DORTMUND Blacky war ihr ganzer Stolz. Der Schnauzer-Mischling gehörte einfach zur Familie. Doch vor fast einem Jahr wurde das Glück jäh zerstört. Blacky starb in der Nähe des Denkmals in der Bittermark – zu Tod gebissen von einem frei laufenden Labrador. Jetzt fordert Blackys Frauchen Gerechtigkeit und Schadenersatz vor dem Amtsgericht.

von Von Martin von Braunschweig

, 22.02.2008

Mit Tränen in den Augen betrat die Dortmunderin am Freitag den Saal. Unmittelbar gegenüber saß der Mann, der für Blackys Tod verantwortlich sein soll. Der Hundehalter soll seine beiden Labradore damals nicht angeleint und vor allem überhaupt nicht unter Kontrolle gehabt haben. Erst nachdem der kleine Schnauzer schon mehrmals gebissen worden war, soll der Dortmunder die Tiere weggerissen haben.

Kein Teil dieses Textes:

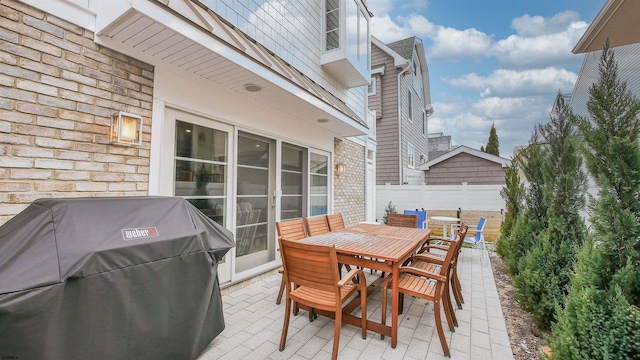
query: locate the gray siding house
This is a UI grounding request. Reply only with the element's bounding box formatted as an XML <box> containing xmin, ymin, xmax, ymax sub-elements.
<box><xmin>369</xmin><ymin>36</ymin><xmax>433</xmax><ymax>185</ymax></box>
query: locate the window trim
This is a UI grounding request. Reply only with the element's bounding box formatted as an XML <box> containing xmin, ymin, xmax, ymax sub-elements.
<box><xmin>407</xmin><ymin>142</ymin><xmax>416</xmax><ymax>169</ymax></box>
<box><xmin>367</xmin><ymin>77</ymin><xmax>378</xmax><ymax>96</ymax></box>
<box><xmin>407</xmin><ymin>87</ymin><xmax>413</xmax><ymax>124</ymax></box>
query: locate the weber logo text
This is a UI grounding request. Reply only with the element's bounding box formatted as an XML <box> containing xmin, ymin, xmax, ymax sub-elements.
<box><xmin>122</xmin><ymin>227</ymin><xmax>158</xmax><ymax>241</ymax></box>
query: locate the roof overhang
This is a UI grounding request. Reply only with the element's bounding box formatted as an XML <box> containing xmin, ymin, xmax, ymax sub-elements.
<box><xmin>95</xmin><ymin>0</ymin><xmax>367</xmax><ymax>137</ymax></box>
<box><xmin>371</xmin><ymin>36</ymin><xmax>409</xmax><ymax>68</ymax></box>
<box><xmin>572</xmin><ymin>0</ymin><xmax>640</xmax><ymax>54</ymax></box>
<box><xmin>418</xmin><ymin>145</ymin><xmax>511</xmax><ymax>170</ymax></box>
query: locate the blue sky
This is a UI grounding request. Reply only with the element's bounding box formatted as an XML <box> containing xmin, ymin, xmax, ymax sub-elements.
<box><xmin>367</xmin><ymin>0</ymin><xmax>605</xmax><ymax>158</ymax></box>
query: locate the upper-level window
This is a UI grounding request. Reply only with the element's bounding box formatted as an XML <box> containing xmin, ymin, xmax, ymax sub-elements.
<box><xmin>413</xmin><ymin>56</ymin><xmax>422</xmax><ymax>97</ymax></box>
<box><xmin>407</xmin><ymin>143</ymin><xmax>416</xmax><ymax>169</ymax></box>
<box><xmin>324</xmin><ymin>0</ymin><xmax>340</xmax><ymax>51</ymax></box>
<box><xmin>367</xmin><ymin>78</ymin><xmax>376</xmax><ymax>96</ymax></box>
<box><xmin>407</xmin><ymin>89</ymin><xmax>413</xmax><ymax>122</ymax></box>
<box><xmin>358</xmin><ymin>9</ymin><xmax>369</xmax><ymax>62</ymax></box>
<box><xmin>320</xmin><ymin>0</ymin><xmax>371</xmax><ymax>89</ymax></box>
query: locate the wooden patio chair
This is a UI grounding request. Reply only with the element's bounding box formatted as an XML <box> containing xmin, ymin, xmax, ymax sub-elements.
<box><xmin>276</xmin><ymin>219</ymin><xmax>307</xmax><ymax>305</ymax></box>
<box><xmin>327</xmin><ymin>214</ymin><xmax>345</xmax><ymax>231</ymax></box>
<box><xmin>279</xmin><ymin>237</ymin><xmax>367</xmax><ymax>360</ymax></box>
<box><xmin>382</xmin><ymin>231</ymin><xmax>462</xmax><ymax>357</ymax></box>
<box><xmin>410</xmin><ymin>223</ymin><xmax>469</xmax><ymax>316</ymax></box>
<box><xmin>387</xmin><ymin>214</ymin><xmax>418</xmax><ymax>228</ymax></box>
<box><xmin>304</xmin><ymin>215</ymin><xmax>330</xmax><ymax>236</ymax></box>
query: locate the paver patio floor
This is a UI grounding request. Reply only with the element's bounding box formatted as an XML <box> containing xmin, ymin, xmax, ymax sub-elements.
<box><xmin>198</xmin><ymin>248</ymin><xmax>513</xmax><ymax>360</ymax></box>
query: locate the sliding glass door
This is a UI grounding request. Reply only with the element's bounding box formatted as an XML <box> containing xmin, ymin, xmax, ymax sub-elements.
<box><xmin>235</xmin><ymin>132</ymin><xmax>276</xmax><ymax>273</ymax></box>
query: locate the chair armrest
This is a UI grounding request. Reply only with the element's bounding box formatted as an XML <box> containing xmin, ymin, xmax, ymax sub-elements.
<box><xmin>427</xmin><ymin>236</ymin><xmax>453</xmax><ymax>244</ymax></box>
<box><xmin>411</xmin><ymin>254</ymin><xmax>444</xmax><ymax>265</ymax></box>
<box><xmin>417</xmin><ymin>244</ymin><xmax>449</xmax><ymax>254</ymax></box>
<box><xmin>400</xmin><ymin>266</ymin><xmax>447</xmax><ymax>282</ymax></box>
<box><xmin>423</xmin><ymin>245</ymin><xmax>450</xmax><ymax>252</ymax></box>
<box><xmin>338</xmin><ymin>269</ymin><xmax>367</xmax><ymax>288</ymax></box>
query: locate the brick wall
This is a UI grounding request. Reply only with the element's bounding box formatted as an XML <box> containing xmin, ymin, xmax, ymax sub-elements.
<box><xmin>333</xmin><ymin>139</ymin><xmax>366</xmax><ymax>226</ymax></box>
<box><xmin>0</xmin><ymin>0</ymin><xmax>153</xmax><ymax>224</ymax></box>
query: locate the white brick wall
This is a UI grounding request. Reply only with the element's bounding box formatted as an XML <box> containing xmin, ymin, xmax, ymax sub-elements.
<box><xmin>0</xmin><ymin>0</ymin><xmax>154</xmax><ymax>224</ymax></box>
<box><xmin>333</xmin><ymin>139</ymin><xmax>366</xmax><ymax>226</ymax></box>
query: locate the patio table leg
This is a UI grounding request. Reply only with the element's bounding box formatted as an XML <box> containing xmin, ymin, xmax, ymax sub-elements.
<box><xmin>391</xmin><ymin>266</ymin><xmax>400</xmax><ymax>349</ymax></box>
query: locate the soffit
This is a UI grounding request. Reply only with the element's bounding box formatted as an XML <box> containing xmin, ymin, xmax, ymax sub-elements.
<box><xmin>572</xmin><ymin>0</ymin><xmax>640</xmax><ymax>54</ymax></box>
<box><xmin>96</xmin><ymin>0</ymin><xmax>367</xmax><ymax>136</ymax></box>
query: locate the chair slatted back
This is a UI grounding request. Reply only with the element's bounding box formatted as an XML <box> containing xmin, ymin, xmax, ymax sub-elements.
<box><xmin>387</xmin><ymin>214</ymin><xmax>418</xmax><ymax>228</ymax></box>
<box><xmin>276</xmin><ymin>219</ymin><xmax>307</xmax><ymax>240</ymax></box>
<box><xmin>280</xmin><ymin>237</ymin><xmax>340</xmax><ymax>294</ymax></box>
<box><xmin>327</xmin><ymin>214</ymin><xmax>345</xmax><ymax>231</ymax></box>
<box><xmin>440</xmin><ymin>229</ymin><xmax>466</xmax><ymax>278</ymax></box>
<box><xmin>304</xmin><ymin>215</ymin><xmax>329</xmax><ymax>236</ymax></box>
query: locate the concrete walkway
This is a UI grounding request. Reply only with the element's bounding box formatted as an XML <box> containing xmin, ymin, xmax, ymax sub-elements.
<box><xmin>198</xmin><ymin>248</ymin><xmax>513</xmax><ymax>360</ymax></box>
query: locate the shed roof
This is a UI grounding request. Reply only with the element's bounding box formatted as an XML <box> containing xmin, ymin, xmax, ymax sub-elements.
<box><xmin>418</xmin><ymin>145</ymin><xmax>511</xmax><ymax>171</ymax></box>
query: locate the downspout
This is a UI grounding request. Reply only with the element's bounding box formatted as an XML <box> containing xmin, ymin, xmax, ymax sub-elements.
<box><xmin>398</xmin><ymin>60</ymin><xmax>411</xmax><ymax>185</ymax></box>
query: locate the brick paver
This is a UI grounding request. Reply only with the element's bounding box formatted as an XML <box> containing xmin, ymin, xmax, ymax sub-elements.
<box><xmin>199</xmin><ymin>248</ymin><xmax>513</xmax><ymax>360</ymax></box>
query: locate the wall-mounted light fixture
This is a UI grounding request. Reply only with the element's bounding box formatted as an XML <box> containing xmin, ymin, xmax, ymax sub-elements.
<box><xmin>111</xmin><ymin>111</ymin><xmax>142</xmax><ymax>146</ymax></box>
<box><xmin>244</xmin><ymin>84</ymin><xmax>262</xmax><ymax>92</ymax></box>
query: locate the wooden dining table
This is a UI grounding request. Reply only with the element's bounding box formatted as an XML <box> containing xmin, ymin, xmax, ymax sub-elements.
<box><xmin>299</xmin><ymin>224</ymin><xmax>431</xmax><ymax>348</ymax></box>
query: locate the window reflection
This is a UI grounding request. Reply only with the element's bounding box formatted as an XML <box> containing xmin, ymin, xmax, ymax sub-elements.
<box><xmin>174</xmin><ymin>120</ymin><xmax>228</xmax><ymax>226</ymax></box>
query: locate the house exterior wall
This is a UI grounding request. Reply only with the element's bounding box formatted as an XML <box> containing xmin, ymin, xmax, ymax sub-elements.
<box><xmin>201</xmin><ymin>0</ymin><xmax>367</xmax><ymax>119</ymax></box>
<box><xmin>369</xmin><ymin>74</ymin><xmax>384</xmax><ymax>120</ymax></box>
<box><xmin>0</xmin><ymin>0</ymin><xmax>154</xmax><ymax>224</ymax></box>
<box><xmin>400</xmin><ymin>71</ymin><xmax>429</xmax><ymax>184</ymax></box>
<box><xmin>371</xmin><ymin>44</ymin><xmax>400</xmax><ymax>185</ymax></box>
<box><xmin>0</xmin><ymin>0</ymin><xmax>375</xmax><ymax>285</ymax></box>
<box><xmin>424</xmin><ymin>153</ymin><xmax>505</xmax><ymax>185</ymax></box>
<box><xmin>369</xmin><ymin>39</ymin><xmax>430</xmax><ymax>185</ymax></box>
<box><xmin>334</xmin><ymin>140</ymin><xmax>366</xmax><ymax>226</ymax></box>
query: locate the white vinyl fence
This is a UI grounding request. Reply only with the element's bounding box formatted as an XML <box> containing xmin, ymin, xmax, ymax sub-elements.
<box><xmin>376</xmin><ymin>183</ymin><xmax>505</xmax><ymax>222</ymax></box>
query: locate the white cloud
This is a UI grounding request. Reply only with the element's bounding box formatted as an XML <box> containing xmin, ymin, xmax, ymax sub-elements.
<box><xmin>443</xmin><ymin>67</ymin><xmax>578</xmax><ymax>97</ymax></box>
<box><xmin>511</xmin><ymin>11</ymin><xmax>582</xmax><ymax>37</ymax></box>
<box><xmin>491</xmin><ymin>11</ymin><xmax>588</xmax><ymax>69</ymax></box>
<box><xmin>427</xmin><ymin>26</ymin><xmax>492</xmax><ymax>62</ymax></box>
<box><xmin>429</xmin><ymin>96</ymin><xmax>552</xmax><ymax>158</ymax></box>
<box><xmin>371</xmin><ymin>14</ymin><xmax>435</xmax><ymax>44</ymax></box>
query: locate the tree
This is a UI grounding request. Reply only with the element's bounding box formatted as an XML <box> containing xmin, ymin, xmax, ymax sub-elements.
<box><xmin>500</xmin><ymin>128</ymin><xmax>547</xmax><ymax>275</ymax></box>
<box><xmin>549</xmin><ymin>42</ymin><xmax>640</xmax><ymax>359</ymax></box>
<box><xmin>496</xmin><ymin>161</ymin><xmax>525</xmax><ymax>257</ymax></box>
<box><xmin>382</xmin><ymin>201</ymin><xmax>397</xmax><ymax>224</ymax></box>
<box><xmin>484</xmin><ymin>124</ymin><xmax>500</xmax><ymax>156</ymax></box>
<box><xmin>514</xmin><ymin>94</ymin><xmax>587</xmax><ymax>329</ymax></box>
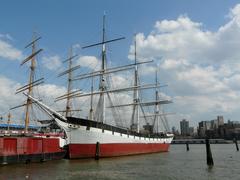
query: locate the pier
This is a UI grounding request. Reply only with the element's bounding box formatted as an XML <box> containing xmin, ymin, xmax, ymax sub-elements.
<box><xmin>172</xmin><ymin>139</ymin><xmax>230</xmax><ymax>144</ymax></box>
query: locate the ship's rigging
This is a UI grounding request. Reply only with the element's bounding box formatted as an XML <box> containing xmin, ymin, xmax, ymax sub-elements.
<box><xmin>56</xmin><ymin>15</ymin><xmax>171</xmax><ymax>133</ymax></box>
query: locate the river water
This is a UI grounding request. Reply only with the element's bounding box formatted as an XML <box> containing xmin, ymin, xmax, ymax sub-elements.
<box><xmin>0</xmin><ymin>144</ymin><xmax>240</xmax><ymax>180</ymax></box>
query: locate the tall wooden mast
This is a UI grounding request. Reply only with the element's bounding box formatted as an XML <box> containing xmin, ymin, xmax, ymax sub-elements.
<box><xmin>56</xmin><ymin>46</ymin><xmax>80</xmax><ymax>117</ymax></box>
<box><xmin>15</xmin><ymin>33</ymin><xmax>43</xmax><ymax>133</ymax></box>
<box><xmin>65</xmin><ymin>47</ymin><xmax>72</xmax><ymax>117</ymax></box>
<box><xmin>131</xmin><ymin>34</ymin><xmax>140</xmax><ymax>132</ymax></box>
<box><xmin>25</xmin><ymin>34</ymin><xmax>36</xmax><ymax>132</ymax></box>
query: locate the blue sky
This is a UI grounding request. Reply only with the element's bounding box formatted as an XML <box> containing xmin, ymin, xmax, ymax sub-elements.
<box><xmin>0</xmin><ymin>0</ymin><xmax>240</xmax><ymax>129</ymax></box>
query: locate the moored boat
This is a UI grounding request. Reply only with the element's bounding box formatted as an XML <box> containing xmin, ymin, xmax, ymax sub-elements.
<box><xmin>25</xmin><ymin>16</ymin><xmax>173</xmax><ymax>159</ymax></box>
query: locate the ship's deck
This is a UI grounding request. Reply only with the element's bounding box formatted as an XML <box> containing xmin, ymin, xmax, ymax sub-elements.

Doch was Blackys Frauchen fast noch wütender macht, ist sein angebliches Verhalten nach dem blutigen Vorfall. „Er hat gesagt, wir sollten uns nicht so anstellen. Kleine Hunde wären einfach verhaltensgestört, und seiner hätte sich absolut korrekt benommen“, beschwerte sich die Dortmunderin. Und tatsächlich: Mehrere Zeugen bestätigten die verbalen Ausfälle des Labrador-Herrchens: „Er hat sich unmöglich benommen.“

Für den Richter war der Fall damit klar. „Worüber verhandeln wir hier eigentlich noch“, fragte er den Dortmunder. „Es ist doch wohl eindeutig, dass sie tausendprozentig in der Haftung sind. Daran gibt es nichts zu rütteln.“ Es gehöre zu den Grundlagen der Hunde-Erziehung, dass ein Halter in der Lage sein müsse, sein Tier zurückzurufen. Da nützte es dem Mann auch nichts, dass nicht nur seine Hunde, sondern auch Blacky trotz Leinenzwangs frei herumgelaufen seien: „Sie hätten einfach eingreifen müssen.“

Da sich der Angesprochene trotzdem nicht geschlagen gab und auf eine förmliche Entscheidung pochte, muss nun ein Urteil ergehen. „Wir glauben, dass hier eine Mitschuld gegeben ist, weil beide Hunde nicht an der Leine waren“, sagte seine Rechtsanwältin.